Northumbria University invites applications for the following PhD position: Architects as Educators: Reconsidering the role of design professionals in owner-occupier low-carbon retrofit’
In industrialized countries like the UK, residential buildings consume almost one third of the total energy supply. Combined with the low rate of housing replacement in many developed countries, this makes rendering the existing housing stock more energy efficient, essential to reducing the CO2 emissions from buildings.

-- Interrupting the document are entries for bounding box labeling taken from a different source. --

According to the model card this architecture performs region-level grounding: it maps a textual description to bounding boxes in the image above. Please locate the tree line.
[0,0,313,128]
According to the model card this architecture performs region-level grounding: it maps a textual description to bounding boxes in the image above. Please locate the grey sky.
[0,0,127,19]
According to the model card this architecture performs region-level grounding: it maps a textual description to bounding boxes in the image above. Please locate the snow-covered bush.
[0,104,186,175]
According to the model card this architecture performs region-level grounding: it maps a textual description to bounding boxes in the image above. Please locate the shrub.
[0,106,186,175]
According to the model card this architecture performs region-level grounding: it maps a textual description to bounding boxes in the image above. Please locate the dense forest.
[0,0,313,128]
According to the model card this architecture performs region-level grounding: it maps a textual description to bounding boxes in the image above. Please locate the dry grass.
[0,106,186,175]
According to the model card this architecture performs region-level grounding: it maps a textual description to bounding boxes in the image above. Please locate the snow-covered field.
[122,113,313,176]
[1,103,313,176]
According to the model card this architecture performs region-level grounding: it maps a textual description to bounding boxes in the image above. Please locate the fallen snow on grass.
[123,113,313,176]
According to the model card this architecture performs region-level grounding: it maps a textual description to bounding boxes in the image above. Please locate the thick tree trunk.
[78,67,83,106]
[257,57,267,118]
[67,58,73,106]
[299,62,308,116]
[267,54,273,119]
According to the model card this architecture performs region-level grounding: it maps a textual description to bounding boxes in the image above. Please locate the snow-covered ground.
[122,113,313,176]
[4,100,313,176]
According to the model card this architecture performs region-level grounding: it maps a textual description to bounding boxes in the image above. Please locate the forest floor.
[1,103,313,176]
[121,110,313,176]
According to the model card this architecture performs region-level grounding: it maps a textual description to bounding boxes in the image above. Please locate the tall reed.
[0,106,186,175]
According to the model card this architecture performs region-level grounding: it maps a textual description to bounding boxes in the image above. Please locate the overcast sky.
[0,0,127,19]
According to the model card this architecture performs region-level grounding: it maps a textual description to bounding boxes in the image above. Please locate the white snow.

More specifically, owner-occupied homes, which account for 64.9% of housing in the UK, pose particular problems as the adoption of low carbon retrofit measures is almost entirely at the discretion of owner-occupiers. Therefore, policies and incentives to encourage the adoption of low carbon retrofit measures have targeted these owner-occupiers directly, assuming an information deficit model of education and behaviour change. However, many owner-occupiers report relying heavily on the expertise of the architects they employ, particularly when it comes to unfamiliar technologies. This challenges this information-deficit model, suggesting that architects play an important role in constructing owner-occupier confidence and expertise in low carbon home improvements.
This research will move beyond information deficit models of education and behaviour change to bring contemporary social and pedagogical theory to bear on the role that architects play in owner-occupier construction of meanings and competences associated with low carbon retrofit. This research will closely align with Northumbria University’s Environmental and Global Justice multi-disciplinary research theme, and applications from diverse disciplinary backgrounds are welcomed.
The PhD project will develop methods to capture, and analyse the various architect/owner-occupier interactions through which meanings and competences associated with the home, and low carbon additions to the home, are constructed, reconstructed, and adapted. The candidate will become skilled in the use of social research methods, such as interviews, observations, ethnography, or discourse analysis.
The findings will generate new perspectives on the role the architectural profession can play in reducing carbon dioxide emissions from private dwellings, helping to address the critical issue of climate change.
This project is supervised by Dr Tara Hipwood. The second supervisor will be Dr Peter Holgate.
Please note eligibility requirement:
- Academic excellence of the proposed student i.e. 2:1 (or equivalent GPA from non-UK universities [preference for 1st class honours]); or a Masters (preference for Merit or above); or APEL evidence of substantial practitioner achievement.
- Appropriate IELTS score, if required.
- Applicants cannot apply for this funding if currently engaged in Doctoral study at Northumbria or elsewhere.
For further details of how to apply, entry requirements and the application form, see https://www.northumbria.ac.uk/research/postgraduate-research-degrees/how-to-apply/
Please note: Applications that do not include a research proposal of approximately 1,000 words (not a copy of the advert), or that do not include the advert reference (e.g. RDF20/EE/ABE/TIPWOOD) will not be considered.
Deadline for applications: Friday 24 January 2020
Start Date: 1 October 2020
Northumbria University takes pride in, and values, the quality and diversity of our staff. We welcome applications from all members of the community. The University holds an Athena SWAN Bronze award in recognition of our commitment to improving employment practices for the advancement of gender equality.
The studentship is available to Home/EU/ Worldwide students where a full stipend, paid for three years at RCUK rates (for 2019/20, this is £15,009 pa) and full fees.